41. On a beaucoup ironisé sur le scandale ENRON. Mais ce scandale prouve essentiellement que les États-Unis sont un pays où tricher fait scandale et vous conduit en prison si vous êtes pris la main dans le sac. En France, tricher est une pratique d'État. Qui peut croire une seconde que les comptes de l'entreprise EDF sont corrects? Que penser de la légitimité de plus de trente ans de subventions accordées à l'entreprise BULL: s'agit-il d'aider une entreprise dans un secteur en déclin? S'agit-il d'aider à la naissance d'un fleuron de la haute-technologie? Nous avons d'ailleurs longtemps cru que la santé du président Mitterrand était bonne, comme en attestaient les bulletins officiels publiés entre 1981 et 1996. Mais les annonces officielles n'engagent que ceux qui y croient. Voilà l'éthique et la pratique politique dans notre pays. Alors que penser quand les plus hautes autorités cherchent à nous rassurer sur les comptes de la sécurité sociale ou sur la garantie de la valeur de nos points retraite dans 25 ans?

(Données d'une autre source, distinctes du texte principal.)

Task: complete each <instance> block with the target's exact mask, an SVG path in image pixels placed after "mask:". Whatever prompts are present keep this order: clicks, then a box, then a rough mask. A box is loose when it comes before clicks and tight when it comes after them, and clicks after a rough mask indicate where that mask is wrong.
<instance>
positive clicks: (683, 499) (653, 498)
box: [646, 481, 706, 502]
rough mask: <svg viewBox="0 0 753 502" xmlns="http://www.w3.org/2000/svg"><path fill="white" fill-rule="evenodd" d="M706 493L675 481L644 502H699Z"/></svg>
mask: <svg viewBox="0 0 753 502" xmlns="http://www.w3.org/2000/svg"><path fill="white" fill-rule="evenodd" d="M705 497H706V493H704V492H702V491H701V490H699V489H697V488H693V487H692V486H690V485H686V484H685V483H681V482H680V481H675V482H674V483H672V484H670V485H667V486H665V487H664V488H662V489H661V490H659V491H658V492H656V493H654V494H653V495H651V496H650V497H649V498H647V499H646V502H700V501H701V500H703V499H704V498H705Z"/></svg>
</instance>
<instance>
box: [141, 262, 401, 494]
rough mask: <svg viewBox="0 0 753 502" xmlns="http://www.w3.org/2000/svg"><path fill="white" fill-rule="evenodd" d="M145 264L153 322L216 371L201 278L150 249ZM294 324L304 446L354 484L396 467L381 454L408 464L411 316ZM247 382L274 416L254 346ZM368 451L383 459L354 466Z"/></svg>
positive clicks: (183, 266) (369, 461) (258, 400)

42. Les fonctionnaires bénéficient de la sécurité de l'emploi qu'ils voudraient voir généraliser à l'ensemble des actifs. C'est généreux, mais se rendent-ils compte que leurs avantages acquis sont justement supportés par les autres, de sorte qu'il est impossible de généraliser ce type de privilège?

43. S'il est impossible de généraliser l'emploi à vie, il existe une grande inégalité entre ceux qui en bénéficient et ceux qui sont exposés au chômage. Cette inégalité devrait être insupportable à tous ceux qui se mobilisent volontiers contre l'injustice au nom précisément de l'égalité et de la solidarité. S'il est économiquement impossible de généraliser un privilège; l'on doit donc, au nom de la justice et de la solidarité, le supprimer.

44. La solidarité, c'est tout mettre en oeuvre pour ne pas être à la charge des autres.

45. L'écologie est aujourd'hui à l'économie, ce que l'astrologie fut à l'astronomie. Les gens se fourvoient dans l'écologie parce qu'ils n'ont rien compris à l'économie, qui est précisément la gestion des ressources rares et la recherche de l'équilibre en toute chose, à condition de mettre un prix aux choses.